"How did you get so interested in cooking?"people ask me as I try out a new recipe in the communal dorm kitchen or tell about my latest gastronomical adventure.
I always liked to cook. It was fun to try out new recipes that I stumbled across in random cookbooks. However, a year in Singapore changed me and cooking took on a much deeper meaning. It was my first time truly living overseas and I wanted to explore as much as I could. A friend advised me to buy the Makansutra guidebook, which led to every corner of the island in search of the next "die die, must try" cuisine. Each week I became fascinated with a new food: durian, natto, soba noodles, Thunder Tea Rice. I covered the widest spectrum that I could, from a twelve-course raw vegan cooking classes to devouring a full order of soup toulang by myself. I worked through dozens of Heidi Swanson's "Quick Recipes" on 101Cookbooks.com in my free evenings.
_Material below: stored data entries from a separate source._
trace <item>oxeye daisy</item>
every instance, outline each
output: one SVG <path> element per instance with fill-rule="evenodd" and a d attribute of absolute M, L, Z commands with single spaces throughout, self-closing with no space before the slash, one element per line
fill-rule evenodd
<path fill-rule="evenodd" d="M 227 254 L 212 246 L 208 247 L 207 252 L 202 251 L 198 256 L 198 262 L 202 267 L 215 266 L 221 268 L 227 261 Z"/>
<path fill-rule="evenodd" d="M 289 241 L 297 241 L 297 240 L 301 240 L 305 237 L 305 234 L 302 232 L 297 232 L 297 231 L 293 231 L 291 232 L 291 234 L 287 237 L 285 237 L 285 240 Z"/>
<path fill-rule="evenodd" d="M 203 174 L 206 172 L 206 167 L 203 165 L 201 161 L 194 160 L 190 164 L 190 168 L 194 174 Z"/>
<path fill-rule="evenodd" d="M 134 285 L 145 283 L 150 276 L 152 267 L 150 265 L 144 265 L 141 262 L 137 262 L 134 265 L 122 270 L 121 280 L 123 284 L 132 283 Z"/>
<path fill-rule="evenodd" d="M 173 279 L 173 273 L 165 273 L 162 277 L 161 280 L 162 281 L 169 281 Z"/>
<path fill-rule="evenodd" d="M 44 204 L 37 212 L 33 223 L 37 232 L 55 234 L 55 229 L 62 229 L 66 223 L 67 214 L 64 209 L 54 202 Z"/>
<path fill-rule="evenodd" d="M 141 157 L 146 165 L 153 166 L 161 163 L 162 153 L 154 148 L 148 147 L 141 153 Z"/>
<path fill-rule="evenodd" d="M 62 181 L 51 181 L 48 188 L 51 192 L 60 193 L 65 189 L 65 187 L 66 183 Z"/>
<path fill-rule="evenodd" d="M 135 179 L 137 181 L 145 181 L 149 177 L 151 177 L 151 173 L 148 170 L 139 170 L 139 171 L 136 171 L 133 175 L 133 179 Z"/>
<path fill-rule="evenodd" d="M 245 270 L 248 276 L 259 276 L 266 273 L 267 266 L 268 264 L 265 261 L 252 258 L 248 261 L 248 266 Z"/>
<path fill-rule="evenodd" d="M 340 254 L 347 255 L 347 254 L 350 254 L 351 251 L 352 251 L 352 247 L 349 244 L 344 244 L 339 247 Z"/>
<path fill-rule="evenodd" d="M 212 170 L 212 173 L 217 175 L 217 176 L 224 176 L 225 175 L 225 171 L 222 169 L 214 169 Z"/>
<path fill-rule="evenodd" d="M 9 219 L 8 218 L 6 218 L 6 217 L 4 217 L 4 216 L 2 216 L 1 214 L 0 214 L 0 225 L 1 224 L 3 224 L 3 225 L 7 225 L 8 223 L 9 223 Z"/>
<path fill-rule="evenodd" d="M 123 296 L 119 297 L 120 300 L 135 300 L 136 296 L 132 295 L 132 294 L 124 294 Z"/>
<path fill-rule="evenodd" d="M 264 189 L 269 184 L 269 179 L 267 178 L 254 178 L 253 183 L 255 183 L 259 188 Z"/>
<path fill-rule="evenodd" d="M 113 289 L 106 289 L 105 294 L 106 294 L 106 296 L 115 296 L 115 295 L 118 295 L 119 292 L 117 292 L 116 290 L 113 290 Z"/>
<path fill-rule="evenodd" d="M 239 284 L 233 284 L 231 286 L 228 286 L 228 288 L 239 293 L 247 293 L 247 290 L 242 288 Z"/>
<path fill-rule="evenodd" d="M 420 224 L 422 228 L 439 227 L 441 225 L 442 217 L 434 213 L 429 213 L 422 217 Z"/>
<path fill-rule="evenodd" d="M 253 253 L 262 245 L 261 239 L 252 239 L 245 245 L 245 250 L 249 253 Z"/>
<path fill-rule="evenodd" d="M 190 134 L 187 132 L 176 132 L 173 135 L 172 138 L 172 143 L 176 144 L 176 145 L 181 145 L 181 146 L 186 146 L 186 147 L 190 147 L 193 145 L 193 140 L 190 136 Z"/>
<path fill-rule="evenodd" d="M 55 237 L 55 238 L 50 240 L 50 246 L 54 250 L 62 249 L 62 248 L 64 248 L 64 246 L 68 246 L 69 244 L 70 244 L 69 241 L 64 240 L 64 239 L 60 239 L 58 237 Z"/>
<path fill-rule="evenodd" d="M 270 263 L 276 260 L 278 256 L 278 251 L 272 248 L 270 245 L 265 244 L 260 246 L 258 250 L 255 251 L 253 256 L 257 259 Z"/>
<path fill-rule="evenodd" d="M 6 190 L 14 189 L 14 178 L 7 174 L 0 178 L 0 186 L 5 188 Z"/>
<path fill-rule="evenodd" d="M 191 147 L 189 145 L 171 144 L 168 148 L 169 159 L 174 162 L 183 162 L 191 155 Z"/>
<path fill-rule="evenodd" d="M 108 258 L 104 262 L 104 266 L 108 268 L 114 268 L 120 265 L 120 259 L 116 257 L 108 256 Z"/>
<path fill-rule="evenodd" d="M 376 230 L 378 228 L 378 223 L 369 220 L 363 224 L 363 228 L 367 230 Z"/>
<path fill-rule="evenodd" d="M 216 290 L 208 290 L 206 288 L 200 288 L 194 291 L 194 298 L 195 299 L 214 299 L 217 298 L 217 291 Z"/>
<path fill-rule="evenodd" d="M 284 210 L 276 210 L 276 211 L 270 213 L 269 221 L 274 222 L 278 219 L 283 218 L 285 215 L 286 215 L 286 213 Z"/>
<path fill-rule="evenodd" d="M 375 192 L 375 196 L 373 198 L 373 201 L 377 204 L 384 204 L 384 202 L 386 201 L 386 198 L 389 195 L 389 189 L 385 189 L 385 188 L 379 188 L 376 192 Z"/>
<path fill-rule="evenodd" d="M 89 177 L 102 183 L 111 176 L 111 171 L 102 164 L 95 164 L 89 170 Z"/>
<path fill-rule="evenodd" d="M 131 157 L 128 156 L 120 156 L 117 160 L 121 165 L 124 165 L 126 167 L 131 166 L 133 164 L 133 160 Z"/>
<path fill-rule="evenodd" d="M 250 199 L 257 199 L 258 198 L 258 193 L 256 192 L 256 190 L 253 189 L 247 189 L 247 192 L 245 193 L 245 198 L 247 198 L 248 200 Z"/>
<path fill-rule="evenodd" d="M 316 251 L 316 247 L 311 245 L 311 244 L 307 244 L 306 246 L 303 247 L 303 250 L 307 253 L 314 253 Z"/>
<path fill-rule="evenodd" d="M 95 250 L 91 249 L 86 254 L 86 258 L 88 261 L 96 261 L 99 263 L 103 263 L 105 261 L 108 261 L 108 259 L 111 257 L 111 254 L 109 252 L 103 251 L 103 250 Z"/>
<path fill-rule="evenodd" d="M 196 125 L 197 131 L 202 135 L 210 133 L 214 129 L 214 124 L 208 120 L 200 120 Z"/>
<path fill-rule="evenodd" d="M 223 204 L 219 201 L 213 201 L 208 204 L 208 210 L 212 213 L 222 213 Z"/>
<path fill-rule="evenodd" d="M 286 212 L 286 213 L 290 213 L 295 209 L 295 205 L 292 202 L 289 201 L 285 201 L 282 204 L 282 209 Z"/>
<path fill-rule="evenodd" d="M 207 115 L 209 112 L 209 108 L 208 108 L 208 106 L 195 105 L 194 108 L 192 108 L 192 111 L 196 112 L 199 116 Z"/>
It wasn't about the food - it was about seeking connections with other people. In Singapore, I was living in an apartment with roommates that I rarely saw and worked in a lab with almost entirely native Chinese speakers. Since I wasn't part of a formal exchange program like the Fulbright, I was somewhere in the no-man's-land between a student and a staff member, so I sought out connections in other ways. I became intrigued by the similarities and differences between the culinary world and the scientific world. Both groups of people are insatiably curious and love to experiment. Were lab rotations and post-docs like stages in a restaurant? On the other hand, the timescales are totally different. In a professional kitchen, a line cook gets immediate feedback that is far from subtle. In grad school, a PhD candidate can spend months navigating through potential thesis topic, with no clear answers. I read The Soul of a Chef, The Reach of a Chef, Heat, A Cook's Tour, The Nasty Bits, and whatever other culinary-themed books I could find. As I wandered around the island, I met a couple of investment bankers who became LifePak representatives, a EE student who became a baker, a software start-up founder who set up the first Ben and Jerry's on the island, several food bloggers, and many other great people.
Now as a grad student Harvard I can't fully assimilate myself in the academic lifestyle. The time in Singapore awakened a hunger inside me that food alone can't satiate. It's a curiosity of the world outside my day-to-day existence of class rooms and lab benches.
So how did I get interested? After revisiting these experiences in my head during a pause, all I can usually say is,
"It's a long story."because I now understand how little I know about cooking and how much more of the world I have yet to explore.